Os superintendentes do Instituto Euvaldo Lodi (IEL) da região Norte encerraram nesta quarta-feira (10/2) uma imersão estratégica na sede da Federação das Indústrias do Estado do Amazonas (FIEAM). Durante dois dias, lideranças de diversos estados debateram o alinhamento de processos e a troca de tecnologias para fortalecer a competitividade industrial.
O presidente da FIEAM, Antonio Silva, destacou que essa união é o que garante a voz do Norte em pautas nacionais de inovação e qualificação. A integração busca transformar o conhecimento técnico em soluções que cheguem diretamente ao chão de fábrica e aos escritórios das indústrias brasileiras.
Integração estratégica

O diretor regional do IEL Amazonas (IEL-AM) e vice-presidente da FIEAM, Nelson Azevedo, afirmou que o encontro funciona como uma vitrine de oportunidades para conectar os regionais.

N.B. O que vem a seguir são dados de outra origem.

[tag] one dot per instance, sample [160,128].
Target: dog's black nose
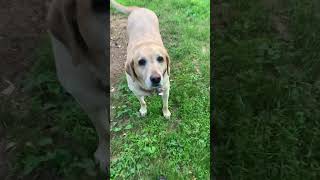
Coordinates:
[155,79]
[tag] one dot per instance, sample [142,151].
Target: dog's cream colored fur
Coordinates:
[145,42]
[78,35]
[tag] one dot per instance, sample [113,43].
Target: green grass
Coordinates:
[267,91]
[144,148]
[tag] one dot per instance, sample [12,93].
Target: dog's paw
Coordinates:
[143,112]
[166,113]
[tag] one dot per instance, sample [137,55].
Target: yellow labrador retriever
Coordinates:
[148,64]
[78,31]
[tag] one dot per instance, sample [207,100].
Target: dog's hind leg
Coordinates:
[83,86]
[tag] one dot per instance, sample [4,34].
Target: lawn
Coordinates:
[267,89]
[145,148]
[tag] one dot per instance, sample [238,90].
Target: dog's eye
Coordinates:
[160,59]
[142,62]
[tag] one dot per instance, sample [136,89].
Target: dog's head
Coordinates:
[149,65]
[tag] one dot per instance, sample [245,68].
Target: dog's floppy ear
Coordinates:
[129,66]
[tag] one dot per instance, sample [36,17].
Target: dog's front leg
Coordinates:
[143,106]
[165,107]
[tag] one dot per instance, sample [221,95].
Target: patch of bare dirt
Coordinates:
[118,47]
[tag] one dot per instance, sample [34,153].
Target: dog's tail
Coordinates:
[121,8]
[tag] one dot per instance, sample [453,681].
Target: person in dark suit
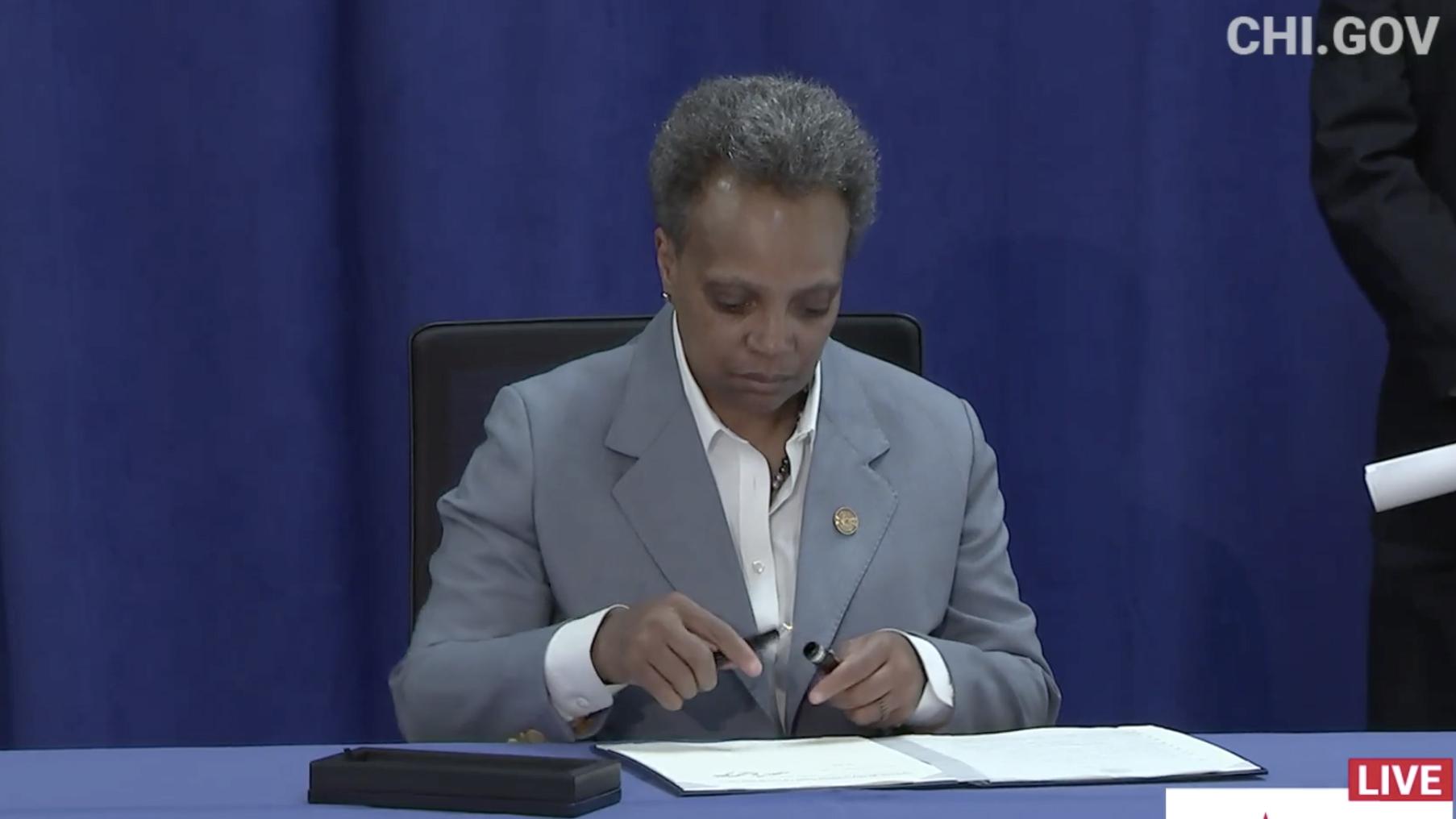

Para a anfitriã do evento, Andrea Guerra, o foco é ampliar o impacto social e econômico do instituto.
“Momentos como esse são fundamentais para alinhar diretrizes, compartilhar boas práticas e ampliar o impacto das ações do IEL nos estados”, afirmou Andrea Guerra.
Além do Amazonas, participaram gestores do Pará, Rondônia, Roraima e Tocantins.
Foco em inovação

A superintendente nacional da entidade, Sara Saldanha, apresentou as metas para os próximos anos, colocando a inovação como o motor principal dos serviços prestados. Um dos pilares é o fortalecimento do “Inova Talentos”, programa que conecta pesquisadores a desafios reais das empresas.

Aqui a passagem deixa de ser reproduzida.